SAĞLIK - 18 Ağustos 2018 Cumartesi 12:48

Böbrek nakilli anneye bebek sürprizi

A
A
A
Böbrek nakilli anneye bebek sürprizi

Tip 1 diyabet tanısıyla 12 yıl önce insüline başlayan, 7 yıl sonra da böbrek yetmezliği gelişip nakil olmak zorunda kalan Gözde Gül Koç, 38 yaşında bebeğini doğurdu, anne oldu.

Tip 1 diyabet tanısıyla 12 yıl önce insüline başlayan, 7 yıl sonra da böbrek yetmezliği gelişip nakil olmak zorunda kalan Gözde Gül Koç, 38 yaşında bebeğini doğurdu, anne oldu. Riskli bir gebelik sürecinden sonra minik kızı Nehir’e kavuşan Koç, “Bu zorlu dönemi çok iyi yöneten ve benim de yönetmemi sağlayan doktorum Prof. Namık Demir’e çok ama çok teşekkür ediyorum, çok mutluyum” dedi.

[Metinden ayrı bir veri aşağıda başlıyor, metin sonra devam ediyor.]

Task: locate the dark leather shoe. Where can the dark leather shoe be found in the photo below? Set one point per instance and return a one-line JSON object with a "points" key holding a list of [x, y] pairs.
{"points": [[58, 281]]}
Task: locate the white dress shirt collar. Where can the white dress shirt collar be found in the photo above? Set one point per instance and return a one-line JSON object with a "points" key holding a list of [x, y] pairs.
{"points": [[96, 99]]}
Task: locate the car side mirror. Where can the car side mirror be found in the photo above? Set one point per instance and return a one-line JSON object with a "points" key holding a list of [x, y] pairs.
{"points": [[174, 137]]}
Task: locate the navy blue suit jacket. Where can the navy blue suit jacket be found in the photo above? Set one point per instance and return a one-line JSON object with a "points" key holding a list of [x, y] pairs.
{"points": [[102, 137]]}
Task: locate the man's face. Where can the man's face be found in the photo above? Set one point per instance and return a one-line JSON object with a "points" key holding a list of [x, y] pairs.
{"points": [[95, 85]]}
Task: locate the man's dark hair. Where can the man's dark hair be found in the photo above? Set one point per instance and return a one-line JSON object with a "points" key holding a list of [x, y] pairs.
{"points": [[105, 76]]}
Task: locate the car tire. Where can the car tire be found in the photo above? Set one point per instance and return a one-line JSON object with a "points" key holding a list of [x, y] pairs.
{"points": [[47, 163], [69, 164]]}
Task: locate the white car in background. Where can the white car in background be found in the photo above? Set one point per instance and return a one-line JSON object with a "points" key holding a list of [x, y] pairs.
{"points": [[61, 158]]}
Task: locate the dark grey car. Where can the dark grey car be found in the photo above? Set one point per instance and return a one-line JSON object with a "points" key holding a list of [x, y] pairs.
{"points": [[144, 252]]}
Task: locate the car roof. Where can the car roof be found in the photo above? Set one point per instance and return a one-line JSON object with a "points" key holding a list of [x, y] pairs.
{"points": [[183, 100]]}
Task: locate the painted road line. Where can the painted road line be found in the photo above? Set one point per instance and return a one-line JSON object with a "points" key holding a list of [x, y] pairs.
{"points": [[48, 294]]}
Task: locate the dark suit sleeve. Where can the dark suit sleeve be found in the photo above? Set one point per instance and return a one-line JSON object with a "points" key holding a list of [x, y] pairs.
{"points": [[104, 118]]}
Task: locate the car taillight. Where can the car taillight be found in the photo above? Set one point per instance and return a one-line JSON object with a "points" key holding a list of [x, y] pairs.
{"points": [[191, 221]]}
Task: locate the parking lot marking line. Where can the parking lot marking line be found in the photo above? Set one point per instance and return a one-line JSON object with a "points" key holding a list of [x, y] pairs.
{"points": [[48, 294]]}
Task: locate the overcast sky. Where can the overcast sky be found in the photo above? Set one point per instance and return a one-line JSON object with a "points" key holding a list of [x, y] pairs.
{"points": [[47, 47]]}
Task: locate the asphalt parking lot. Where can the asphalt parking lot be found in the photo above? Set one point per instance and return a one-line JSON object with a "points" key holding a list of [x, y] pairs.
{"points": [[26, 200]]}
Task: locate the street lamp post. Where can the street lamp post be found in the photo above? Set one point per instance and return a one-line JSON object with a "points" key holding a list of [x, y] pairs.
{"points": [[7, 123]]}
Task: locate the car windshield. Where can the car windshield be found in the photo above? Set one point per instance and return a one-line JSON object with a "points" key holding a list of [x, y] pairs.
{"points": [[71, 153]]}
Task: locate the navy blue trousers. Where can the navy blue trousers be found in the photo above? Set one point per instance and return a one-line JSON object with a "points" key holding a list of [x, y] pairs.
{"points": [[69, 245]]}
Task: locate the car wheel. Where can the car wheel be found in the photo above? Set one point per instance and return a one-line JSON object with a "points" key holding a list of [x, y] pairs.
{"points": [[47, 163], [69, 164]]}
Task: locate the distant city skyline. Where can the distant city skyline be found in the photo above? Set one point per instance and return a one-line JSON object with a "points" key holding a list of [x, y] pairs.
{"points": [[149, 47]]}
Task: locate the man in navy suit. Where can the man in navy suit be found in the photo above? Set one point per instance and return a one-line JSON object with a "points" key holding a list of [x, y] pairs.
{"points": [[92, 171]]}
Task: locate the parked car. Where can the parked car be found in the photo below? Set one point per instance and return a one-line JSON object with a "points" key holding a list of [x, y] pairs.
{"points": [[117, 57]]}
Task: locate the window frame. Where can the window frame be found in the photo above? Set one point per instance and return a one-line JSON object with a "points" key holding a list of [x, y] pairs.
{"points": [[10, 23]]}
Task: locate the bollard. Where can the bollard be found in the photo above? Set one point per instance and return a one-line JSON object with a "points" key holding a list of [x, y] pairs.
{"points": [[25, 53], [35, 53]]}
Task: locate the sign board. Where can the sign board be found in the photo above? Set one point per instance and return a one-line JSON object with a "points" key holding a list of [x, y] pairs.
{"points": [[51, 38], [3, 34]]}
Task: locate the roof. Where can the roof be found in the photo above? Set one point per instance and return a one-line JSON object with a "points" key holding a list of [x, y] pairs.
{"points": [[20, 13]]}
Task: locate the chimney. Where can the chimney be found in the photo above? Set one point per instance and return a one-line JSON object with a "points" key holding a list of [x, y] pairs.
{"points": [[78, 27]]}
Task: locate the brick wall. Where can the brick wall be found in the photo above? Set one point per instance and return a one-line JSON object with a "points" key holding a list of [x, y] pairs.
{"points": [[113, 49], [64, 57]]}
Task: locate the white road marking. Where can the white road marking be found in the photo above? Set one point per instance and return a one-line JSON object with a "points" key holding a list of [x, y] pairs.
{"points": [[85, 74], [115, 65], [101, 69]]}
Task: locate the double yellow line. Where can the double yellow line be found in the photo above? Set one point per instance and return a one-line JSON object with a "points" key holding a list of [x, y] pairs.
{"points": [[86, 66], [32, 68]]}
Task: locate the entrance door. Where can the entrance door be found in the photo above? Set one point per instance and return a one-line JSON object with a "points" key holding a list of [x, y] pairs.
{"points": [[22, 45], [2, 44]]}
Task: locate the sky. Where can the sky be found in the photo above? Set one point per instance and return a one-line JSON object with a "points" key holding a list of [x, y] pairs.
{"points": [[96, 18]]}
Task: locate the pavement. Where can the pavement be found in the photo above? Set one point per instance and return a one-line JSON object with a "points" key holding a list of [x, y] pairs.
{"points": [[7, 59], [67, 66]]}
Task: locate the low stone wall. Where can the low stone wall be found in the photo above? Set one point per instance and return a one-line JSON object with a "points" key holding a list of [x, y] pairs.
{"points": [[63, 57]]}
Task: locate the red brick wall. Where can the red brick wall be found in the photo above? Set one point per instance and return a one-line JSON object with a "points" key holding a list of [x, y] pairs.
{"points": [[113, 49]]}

İzmirli bankacı Gözde Gül Koç, uzun yıllar voleybol oynamış, yaşadığı yorgunluğu, halsizliği hep yoğun spor yapmasına bağlamıştı. Biraz da ihmalkarlığı olabilirdi ama her şey de üst üste geliyordu. Aldığı kiloların, çok sık su içmesinin nedeninin spor yorgunluğundan değil şeker hastalığından olduğu 2006’da ortaya çıktı. 26 yaşındayken Tip 1 diyabet tanısı koyulan Gözde Gül Koç, babasının rahatsızlığının da peşinden gelmesiyle tüm sağlık sorunlarını üzüntüsüne bağladı. Şikayetlerinin psikolojik olduğunu düşünen Koç, Nisan 2013’te bir şok daha yaşadı. Bu kez yüksek tansiyona bağlı böbrek yetmezliği tanısı koyuldu. Şekerini kontrol altına tutabilen Koç moralini bozmamaya çalışsa da hastanelere gidip gelmek, diyet yapmak hiç kolay değildi. Duygu durumları da “kabul etme ile kaçmak” arasında değişiyordu. Bir ay diyaliz, ardından 9 ay kadar evde periton diyaliz yapan Koç, kapatılan bir üniversitesi hastanesinde 22 Ocak 2014’te ağabeyi Mustafa Gül’den (40) nakledilen böbrekle yeni bir hayata başladı. Kötü günleri geride bırakan Koç, nakilden bir yıl sonra mali müşavir Turgut Koç (42) ile evlenerek yaşamında yeni bir sayfa açtı. Koç, annelik konusunda “ileride pişman olur muyum- olmaz mıyım” diye düşünürken hamile kaldı. Hem diyabet hastası hem de böbrek nakilli anne adayı Koç, İzmir Kent Hastanesi’nde Kadın Hastalıkları ve Doğum Uzmanı, Perinatolog (Perinatoloji -anne veya bebek açısından risk oluşturabilecek gebeliklerle ilgilenen bilim dalı) Prof. Dr. Namık Demir’e başvurdu. Koç, Prof. Dr. Demir’in kontrolünde, tüm öneri ve uyarılara harfiyen uyarak doğuma hazırlandı. Hamileliğin 7 ayını sorunsuz geçiren Koç, geçtiğimiz 30 Temmuz’da sezaryenle kızı Nehir’i dünyaya getirdi. 35 haftalık 2 kilo 590 gram ağırlığında, 48 santimetre boyunda doğan Nehir, Gözde ve Turgut koç çiftine mutlulukların en büyüğünü yaşattı.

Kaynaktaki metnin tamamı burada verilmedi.